Dan saysJanuary 18, 2011 at 5:39 am
I’m the author of the first comment. Sorry, Stephen, for misspelling your name! I share your passion on these issues and your conviction that land use is a keystone issue that affects so many others. Like many people who live in cities, I’m pretty liberal. I found this blog via links from Matt Yglesias. I’m not your enemy. Indeed, reading your ideas and others like you, I’m more and more convinced that the best way to fight for the things I’ve fought for in the past (environmentalism, affordable housing), etc., is by sharing your agenda. I’m attempting to put that agenda in action here in Austin. I managed to convince a group of (again, liberal) government students to do their class project on the benefits of performance pricing in Austin. One of them joined with me in testifying in favor of extending parking meter hours downtown. The issues align so naturally with the sort of liberal/radical city culture I’ve been enmeshed in of bikes and coops and DIY.
Yet, I know I’ve hesitated about recommending your blog to friends who aren’t as convinced, because I’m afraid they’ll come here and find, er, some post bashing acorn or HSR without explanation and just get really turned off. Anyway, it’s a great blog and if the “inflammatory rhetoric” is here to stay, I’ll put up with it and stay quiet about it from now on, but that’s my two more cents.
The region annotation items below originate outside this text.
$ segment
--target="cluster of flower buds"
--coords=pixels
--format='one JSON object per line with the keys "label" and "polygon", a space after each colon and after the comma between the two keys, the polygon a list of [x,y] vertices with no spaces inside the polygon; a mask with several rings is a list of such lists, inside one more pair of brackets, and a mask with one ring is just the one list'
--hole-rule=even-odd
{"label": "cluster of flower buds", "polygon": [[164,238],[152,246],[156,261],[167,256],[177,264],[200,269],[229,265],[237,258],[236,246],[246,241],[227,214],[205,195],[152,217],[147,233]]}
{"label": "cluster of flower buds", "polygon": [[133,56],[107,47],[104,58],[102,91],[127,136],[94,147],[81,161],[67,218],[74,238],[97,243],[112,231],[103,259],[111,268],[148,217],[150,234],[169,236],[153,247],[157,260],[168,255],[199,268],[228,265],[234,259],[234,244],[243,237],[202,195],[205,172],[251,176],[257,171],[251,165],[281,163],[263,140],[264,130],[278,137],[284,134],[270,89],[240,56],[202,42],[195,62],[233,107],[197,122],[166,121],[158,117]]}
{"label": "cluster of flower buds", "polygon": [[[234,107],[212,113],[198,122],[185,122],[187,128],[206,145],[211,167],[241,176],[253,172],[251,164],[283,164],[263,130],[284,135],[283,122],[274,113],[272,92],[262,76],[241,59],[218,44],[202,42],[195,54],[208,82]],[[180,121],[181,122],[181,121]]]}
Alex B. saysJanuary 18, 2011 at 2:18 pm
I don’t mind the caustic rhetoric so long as you do the issues justice. Too often, the problem I have with your retorts is that they do not offer a ‘why.’ You assert the New York Times is statist without explaining your position or supporting it at all. If your purpose is to be inflammatory, that’s one thing – but I find this to be quite lazy.
The other major issue I have is one of accuracy. You have a tendency to make these kinds of caustic remarks, but even those that are well supported by logic and reason are too often laced with broad and inaccurate charges against ‘liberals’ or ‘planners’ as if there is one uniform bloc of such individuals moving in lock-step. I think this does a disservice to your core material because (though you may not realize it) many liberals and planners (for example) embrace the kinds of things you discuss. It’s disappointing to see you cheapen your analysis with such remarks.
There are a huge number of liberals in cities who have embraced concepts like performance parking. One fundamental observation is that national-level politics, party definitions, and policy debates has very little to do with what happens on the local level. Instead of throwing barbs into the existing and vapid churn of left vs. right, I’d prefer to see a little more acknowledgment of the reality on the ground. If you’re more interested in taking potshots against ‘liberals’ or ‘planners’ (two groups I think you’d have trouble trying to define in a way that fits your stereotypes, by the way), that’s fine. I also think it would be a shame, since there is good discussion to be had about these issues.